For PostNord, the trend has placed pressure on the economics of the universal postal service. A delivery network designed for daily or near-daily mail becomes more expensive to maintain when fewer letters move through it. At the same time, parcel deliveries and e-commerce logistics have become increasingly important to the company’s business model.
Sweden introduced nationwide alternate-day delivery for some postal services in 2022. The new proposal goes further by adapting the formal delivery-time requirement itself. In practice, this gives PostNord more flexibility to plan routes and reduce costs while still maintaining a nationwide postal service.
The government frames the reform as a controlled adjustment
The Swedish government has presented the reform as a way to preserve a universal postal service without imposing requirements that no longer match how citizens and companies communicate. A government memorandum published in 2025 argued that longer delivery times and lower quality thresholds were necessary because of falling letter volumes, but also warned against going too far too quickly.
The proposed three-day standard is therefore a compromise. It eases the pressure on PostNord while keeping national rules for domestic mail broadly aligned with EU quality norms for cross-border postal services. The government also argues that Sweden would continue to have comparatively high postal service requirements by Nordic standards, alongside Norway.
The reform is not only about convenience. Postal services remain relevant for people who rely on physical letters, including some elderly residents, people with limited digital access, small businesses, public authorities, healthcare providers and parts of Sweden’s crisis preparedness system. That is why the government has avoided a more radical reduction in service at this stage.
Sweden keeps letters as Denmark ends PostNord mail delivery
The Swedish decision comes as the Nordic postal landscape is changing rapidly. In Denmark, PostNord ended its traditional letter delivery service at the end of 2025 after more than 400 years of postal history, shifting its Danish operations toward parcels. The Danish case has become one of the clearest examples in Europe of how far digitalisation can push public postal systems.

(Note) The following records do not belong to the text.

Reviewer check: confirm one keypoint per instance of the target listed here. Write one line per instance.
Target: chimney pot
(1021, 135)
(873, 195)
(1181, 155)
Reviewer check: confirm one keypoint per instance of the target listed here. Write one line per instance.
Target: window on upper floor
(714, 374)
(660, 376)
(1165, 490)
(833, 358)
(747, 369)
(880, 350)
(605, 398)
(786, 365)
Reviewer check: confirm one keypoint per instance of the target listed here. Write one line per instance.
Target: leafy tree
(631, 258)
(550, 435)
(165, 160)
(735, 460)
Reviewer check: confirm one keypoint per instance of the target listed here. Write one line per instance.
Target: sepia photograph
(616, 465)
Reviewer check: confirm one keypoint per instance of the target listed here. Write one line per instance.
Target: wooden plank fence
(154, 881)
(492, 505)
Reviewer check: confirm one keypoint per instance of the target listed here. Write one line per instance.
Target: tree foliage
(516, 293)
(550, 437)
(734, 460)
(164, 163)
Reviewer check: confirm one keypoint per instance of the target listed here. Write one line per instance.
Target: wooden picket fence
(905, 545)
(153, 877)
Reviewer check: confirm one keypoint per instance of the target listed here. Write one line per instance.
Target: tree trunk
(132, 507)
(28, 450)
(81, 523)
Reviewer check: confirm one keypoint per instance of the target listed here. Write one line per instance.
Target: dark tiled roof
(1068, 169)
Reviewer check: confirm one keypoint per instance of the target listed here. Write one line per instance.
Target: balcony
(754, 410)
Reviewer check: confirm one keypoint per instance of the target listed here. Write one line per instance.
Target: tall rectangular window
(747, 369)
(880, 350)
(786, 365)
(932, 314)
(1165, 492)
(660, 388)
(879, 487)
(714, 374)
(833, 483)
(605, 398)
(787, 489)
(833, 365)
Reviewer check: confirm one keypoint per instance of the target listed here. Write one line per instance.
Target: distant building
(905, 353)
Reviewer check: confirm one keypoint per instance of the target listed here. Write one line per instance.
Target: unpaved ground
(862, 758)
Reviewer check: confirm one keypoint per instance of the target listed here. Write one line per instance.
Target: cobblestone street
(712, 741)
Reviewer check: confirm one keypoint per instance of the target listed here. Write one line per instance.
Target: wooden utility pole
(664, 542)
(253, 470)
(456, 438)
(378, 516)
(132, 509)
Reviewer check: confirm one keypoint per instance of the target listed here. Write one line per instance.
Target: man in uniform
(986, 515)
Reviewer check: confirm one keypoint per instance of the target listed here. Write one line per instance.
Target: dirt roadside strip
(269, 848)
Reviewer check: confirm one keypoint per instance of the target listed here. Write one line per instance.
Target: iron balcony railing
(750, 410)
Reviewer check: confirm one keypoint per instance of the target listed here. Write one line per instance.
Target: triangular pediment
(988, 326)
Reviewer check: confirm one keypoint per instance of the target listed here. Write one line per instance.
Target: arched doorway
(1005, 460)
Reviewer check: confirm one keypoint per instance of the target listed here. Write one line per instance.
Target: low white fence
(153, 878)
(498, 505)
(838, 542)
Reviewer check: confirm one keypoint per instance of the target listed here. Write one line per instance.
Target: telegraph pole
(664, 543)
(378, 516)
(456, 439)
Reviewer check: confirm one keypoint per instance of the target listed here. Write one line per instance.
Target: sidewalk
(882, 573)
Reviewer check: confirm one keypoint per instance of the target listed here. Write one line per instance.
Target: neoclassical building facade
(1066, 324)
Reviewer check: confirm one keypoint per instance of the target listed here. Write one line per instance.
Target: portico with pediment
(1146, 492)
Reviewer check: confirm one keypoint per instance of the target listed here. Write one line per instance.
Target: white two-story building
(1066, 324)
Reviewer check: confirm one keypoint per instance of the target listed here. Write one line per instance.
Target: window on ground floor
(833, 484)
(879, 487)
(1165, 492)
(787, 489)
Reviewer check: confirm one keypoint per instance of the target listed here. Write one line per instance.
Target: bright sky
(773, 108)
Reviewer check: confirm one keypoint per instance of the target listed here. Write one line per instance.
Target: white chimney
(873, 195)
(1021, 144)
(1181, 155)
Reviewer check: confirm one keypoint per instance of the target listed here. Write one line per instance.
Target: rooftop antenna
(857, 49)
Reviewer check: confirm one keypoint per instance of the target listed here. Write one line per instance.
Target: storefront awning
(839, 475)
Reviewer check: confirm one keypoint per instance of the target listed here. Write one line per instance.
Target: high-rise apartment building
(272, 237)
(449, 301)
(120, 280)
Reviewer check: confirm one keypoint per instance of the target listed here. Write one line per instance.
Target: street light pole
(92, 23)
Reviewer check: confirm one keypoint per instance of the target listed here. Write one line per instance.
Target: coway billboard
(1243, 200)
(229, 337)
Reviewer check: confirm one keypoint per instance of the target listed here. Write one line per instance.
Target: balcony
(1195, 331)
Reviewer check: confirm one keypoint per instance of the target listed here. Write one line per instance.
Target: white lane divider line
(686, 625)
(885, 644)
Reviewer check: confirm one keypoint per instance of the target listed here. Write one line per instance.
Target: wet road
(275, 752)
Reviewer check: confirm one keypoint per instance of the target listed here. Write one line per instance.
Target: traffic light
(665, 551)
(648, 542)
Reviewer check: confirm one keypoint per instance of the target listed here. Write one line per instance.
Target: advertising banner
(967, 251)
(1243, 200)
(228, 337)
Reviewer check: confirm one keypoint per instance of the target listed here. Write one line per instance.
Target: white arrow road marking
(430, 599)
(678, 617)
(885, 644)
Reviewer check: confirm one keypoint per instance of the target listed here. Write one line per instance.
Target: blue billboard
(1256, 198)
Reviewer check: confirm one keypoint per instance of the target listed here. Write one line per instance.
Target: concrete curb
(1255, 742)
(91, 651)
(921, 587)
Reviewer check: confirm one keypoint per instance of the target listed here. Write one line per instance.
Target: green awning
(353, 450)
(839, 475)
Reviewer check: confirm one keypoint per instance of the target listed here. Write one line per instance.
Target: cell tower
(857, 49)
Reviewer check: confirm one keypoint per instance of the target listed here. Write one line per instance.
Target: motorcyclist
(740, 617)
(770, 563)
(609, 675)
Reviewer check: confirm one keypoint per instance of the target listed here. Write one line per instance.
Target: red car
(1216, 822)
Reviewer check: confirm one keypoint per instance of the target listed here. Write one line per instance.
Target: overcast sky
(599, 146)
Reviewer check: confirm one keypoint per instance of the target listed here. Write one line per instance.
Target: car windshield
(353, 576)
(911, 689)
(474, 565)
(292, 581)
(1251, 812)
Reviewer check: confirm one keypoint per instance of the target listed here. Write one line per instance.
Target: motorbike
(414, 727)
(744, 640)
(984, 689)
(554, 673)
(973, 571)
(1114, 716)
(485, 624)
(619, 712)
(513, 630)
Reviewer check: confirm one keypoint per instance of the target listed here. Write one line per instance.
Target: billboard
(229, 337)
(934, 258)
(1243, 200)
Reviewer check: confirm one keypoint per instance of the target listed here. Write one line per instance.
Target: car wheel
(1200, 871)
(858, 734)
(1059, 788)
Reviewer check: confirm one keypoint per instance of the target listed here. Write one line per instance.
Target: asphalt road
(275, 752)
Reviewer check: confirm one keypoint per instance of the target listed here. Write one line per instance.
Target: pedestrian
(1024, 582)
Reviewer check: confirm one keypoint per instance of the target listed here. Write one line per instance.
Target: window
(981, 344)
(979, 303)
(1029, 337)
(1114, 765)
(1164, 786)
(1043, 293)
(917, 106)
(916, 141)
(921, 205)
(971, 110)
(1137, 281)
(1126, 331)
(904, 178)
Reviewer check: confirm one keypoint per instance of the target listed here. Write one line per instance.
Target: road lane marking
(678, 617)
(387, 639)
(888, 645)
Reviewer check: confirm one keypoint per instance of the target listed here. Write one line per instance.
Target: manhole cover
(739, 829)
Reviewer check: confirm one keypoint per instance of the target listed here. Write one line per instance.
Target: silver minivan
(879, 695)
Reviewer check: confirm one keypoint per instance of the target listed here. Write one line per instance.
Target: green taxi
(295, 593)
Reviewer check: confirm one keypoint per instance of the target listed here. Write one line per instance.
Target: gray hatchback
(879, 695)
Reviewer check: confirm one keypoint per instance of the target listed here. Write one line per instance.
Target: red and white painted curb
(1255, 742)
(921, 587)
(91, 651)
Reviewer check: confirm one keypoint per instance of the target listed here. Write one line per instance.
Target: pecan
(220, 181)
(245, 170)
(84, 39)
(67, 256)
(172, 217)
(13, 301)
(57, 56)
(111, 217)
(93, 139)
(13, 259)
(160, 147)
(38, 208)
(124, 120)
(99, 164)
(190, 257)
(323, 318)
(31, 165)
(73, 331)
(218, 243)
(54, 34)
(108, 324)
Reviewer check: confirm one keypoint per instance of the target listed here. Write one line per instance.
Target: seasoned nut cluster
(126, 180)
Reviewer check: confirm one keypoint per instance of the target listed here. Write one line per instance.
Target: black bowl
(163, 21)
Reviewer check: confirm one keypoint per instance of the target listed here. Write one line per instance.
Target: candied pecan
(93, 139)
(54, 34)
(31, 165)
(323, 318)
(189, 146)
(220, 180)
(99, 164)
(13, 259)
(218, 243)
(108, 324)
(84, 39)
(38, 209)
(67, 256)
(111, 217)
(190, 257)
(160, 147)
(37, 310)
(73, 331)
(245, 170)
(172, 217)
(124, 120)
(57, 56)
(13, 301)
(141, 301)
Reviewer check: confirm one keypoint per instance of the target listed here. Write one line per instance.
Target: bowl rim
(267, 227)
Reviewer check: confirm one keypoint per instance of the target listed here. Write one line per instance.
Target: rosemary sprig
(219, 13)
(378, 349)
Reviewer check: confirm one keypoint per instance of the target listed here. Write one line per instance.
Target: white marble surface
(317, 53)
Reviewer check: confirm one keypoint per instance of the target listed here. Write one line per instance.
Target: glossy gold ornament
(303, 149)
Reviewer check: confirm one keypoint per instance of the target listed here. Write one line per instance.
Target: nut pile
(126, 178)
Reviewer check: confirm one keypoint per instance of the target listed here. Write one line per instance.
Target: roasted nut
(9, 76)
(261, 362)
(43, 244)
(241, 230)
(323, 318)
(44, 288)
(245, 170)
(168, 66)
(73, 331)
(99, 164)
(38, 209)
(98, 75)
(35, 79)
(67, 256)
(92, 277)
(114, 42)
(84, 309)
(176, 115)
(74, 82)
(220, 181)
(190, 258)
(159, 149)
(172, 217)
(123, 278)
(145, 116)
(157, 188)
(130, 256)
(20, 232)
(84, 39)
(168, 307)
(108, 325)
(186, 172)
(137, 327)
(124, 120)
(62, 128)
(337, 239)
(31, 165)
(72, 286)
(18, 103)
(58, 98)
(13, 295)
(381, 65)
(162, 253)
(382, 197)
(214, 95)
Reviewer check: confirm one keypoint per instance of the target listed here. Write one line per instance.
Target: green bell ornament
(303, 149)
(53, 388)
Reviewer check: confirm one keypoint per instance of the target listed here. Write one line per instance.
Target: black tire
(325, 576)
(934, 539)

Sweden is not taking the same step. PostNord will continue to deliver letters in Sweden, and the universal postal service remains in place. But the reform shows that even countries with strong public-service traditions are adjusting the physical infrastructure of communication to a society in which invoices, official notices, private messages and business documents increasingly move online.
The contrast with Denmark also underlines a broader Nordic pattern. Postal systems are not disappearing at the same speed everywhere, but they are being redesigned around lower letter volumes and higher parcel demand. The political question is no longer whether digitalisation has changed postal services, but how far governments should go in lowering service obligations without excluding people who still depend on mail.
A smaller role for letters in a more digital Nordic region
The Swedish reform marks another step in the gradual reduction of the physical letter’s role in everyday life. For most residents, the change may be barely visible. For those who still depend on mail, however, slower delivery can affect access to information, administrative deadlines and contact with public services.
The decision expected in June will therefore be closely watched beyond Sweden. Across the Nordic region and the EU, governments are trying to balance digital efficiency, territorial equality and the remaining social value of postal access. Sweden’s approach suggests a cautious middle path: letters will still be delivered, but the system built around them will become slower, leaner and more clearly shaped by the digital age.